Michigan’s lawsuit also describes Big Oil’s efforts to “infiltrate” critical information-producing institutions—universities, scientific journals, and international climate committees—to reinforce the anticompetitive effects of their misleading claims. For example, between 2001 and 2012, Exxon, API, and other fossil fuel companies paid over $1.2 million to Willie Soon—a climate denialist then based at the Harvard-Smithsonian Center for Astrophysics—to fund research that undermined the scientific consensus on climate change. “As a contractual condition of this funding,” the lawsuit states, Soon’s Big Oil patrons “retained the right to review Soon’s work,” and “demanded that its sponsorship remain secret.” Soon then “failed to disclose his conflict of interest in at least eleven papers”—items one funding contract referred to as “deliverables.” (Soon has repeatedly denied that fossil fuel-industry funding influenced his research and writing. Make of those denials what you will.) Exxon’s chief climate scientist also founded MIT’s Joint Program on the Science and Policy of Global Change and, Michigan argues, directed researchers in the program to emphasize climate uncertainty. Similar programs were set up at Princeton, Georgia Tech, the University of California Berkeley, Stanford, and many other universities, including some where these companies maintain contractual control and approval rights over research projects.

These industry-funded programs generated “research” favorable to the fossil fuel industry, allowing Big Oil to disseminate “junk science under the guise of independent commentary.” It’s the same strategy used by Big Tobacco—and, in fact, Big Oil employed many of the same operatives. The industry also extended these tactics to international bodies like the IPCC, “submitting false evidence ... and fabricated economic models, to taint and mislead U.N. technical bodies’ fact-finding processes.”

Michigan argues that these various anticompetitive strategies (and others—it’s a long complaint) allowed Big Oil to freeze the clean energy transition for decades, and that but for this conspiracy, solar, wind, and EV technologies would have reached scale years earlier.

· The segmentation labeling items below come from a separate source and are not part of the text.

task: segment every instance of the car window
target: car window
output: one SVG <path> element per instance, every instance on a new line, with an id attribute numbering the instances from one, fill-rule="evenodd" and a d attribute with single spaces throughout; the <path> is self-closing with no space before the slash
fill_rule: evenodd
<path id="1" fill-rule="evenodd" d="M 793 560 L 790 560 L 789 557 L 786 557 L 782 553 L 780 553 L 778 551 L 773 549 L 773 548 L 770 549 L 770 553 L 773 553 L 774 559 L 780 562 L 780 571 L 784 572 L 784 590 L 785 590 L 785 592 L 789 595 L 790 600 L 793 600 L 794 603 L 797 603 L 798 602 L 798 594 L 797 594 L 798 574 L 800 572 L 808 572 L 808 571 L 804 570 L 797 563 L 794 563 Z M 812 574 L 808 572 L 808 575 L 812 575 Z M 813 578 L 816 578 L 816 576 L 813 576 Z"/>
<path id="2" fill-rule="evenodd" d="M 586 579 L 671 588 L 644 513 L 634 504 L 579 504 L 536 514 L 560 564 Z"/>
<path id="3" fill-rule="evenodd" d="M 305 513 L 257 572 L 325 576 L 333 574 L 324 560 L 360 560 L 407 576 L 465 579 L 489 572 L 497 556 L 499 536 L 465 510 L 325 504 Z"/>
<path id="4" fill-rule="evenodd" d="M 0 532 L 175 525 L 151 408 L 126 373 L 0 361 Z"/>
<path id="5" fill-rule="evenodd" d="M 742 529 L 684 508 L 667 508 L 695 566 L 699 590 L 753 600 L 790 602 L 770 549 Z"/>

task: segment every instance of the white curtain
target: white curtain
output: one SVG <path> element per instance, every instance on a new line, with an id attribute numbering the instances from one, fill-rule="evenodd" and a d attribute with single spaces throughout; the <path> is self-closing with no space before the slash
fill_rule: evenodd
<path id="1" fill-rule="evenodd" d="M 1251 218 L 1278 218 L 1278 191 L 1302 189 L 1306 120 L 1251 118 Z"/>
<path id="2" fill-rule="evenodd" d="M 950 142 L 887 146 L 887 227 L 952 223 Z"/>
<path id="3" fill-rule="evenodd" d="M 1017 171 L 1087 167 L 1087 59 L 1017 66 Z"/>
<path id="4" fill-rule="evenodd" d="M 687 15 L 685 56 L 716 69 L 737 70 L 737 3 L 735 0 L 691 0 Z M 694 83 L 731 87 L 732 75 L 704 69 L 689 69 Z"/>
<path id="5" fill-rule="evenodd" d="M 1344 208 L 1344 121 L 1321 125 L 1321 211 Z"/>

Big Oil, unsurprisingly, disputes all of this. “This is yet another legally incoherent effort to regulate by lawsuit,” Exxon spokeswoman Elise Otten told The New York Times, saying “it won’t stand up to the law.” But if the evidence substantiates the lawsuit’s factual claims, then there’s a persuasive legal argument, here: Incumbent supermarkets in a small town aren’t allowed to coordinate with each other to stop a startup new supermarket from gaining traction, or from developing a new method of delivering groceries. There is no Big Oil exception to this principle. Michigan’s lawsuit makes a compelling case that if Big Oil had not colluded to suppress competition, renewables would have begun scaling far earlier than they ultimately did, and we’d likely be on track to avoid the kinds of devastating climate disasters we face today: hurricanes, floods, heat waves, firestorms, droughts, famines, die-offs, mass extinctions, and worse. If proven true, this conspiracy arguably constitutes the most devastating antitrust offense in history—and Michigan’s lawsuit should serve as a model for plaintiffs across the country seeking to hold these corporations responsible for the disastrous consequences of their actions.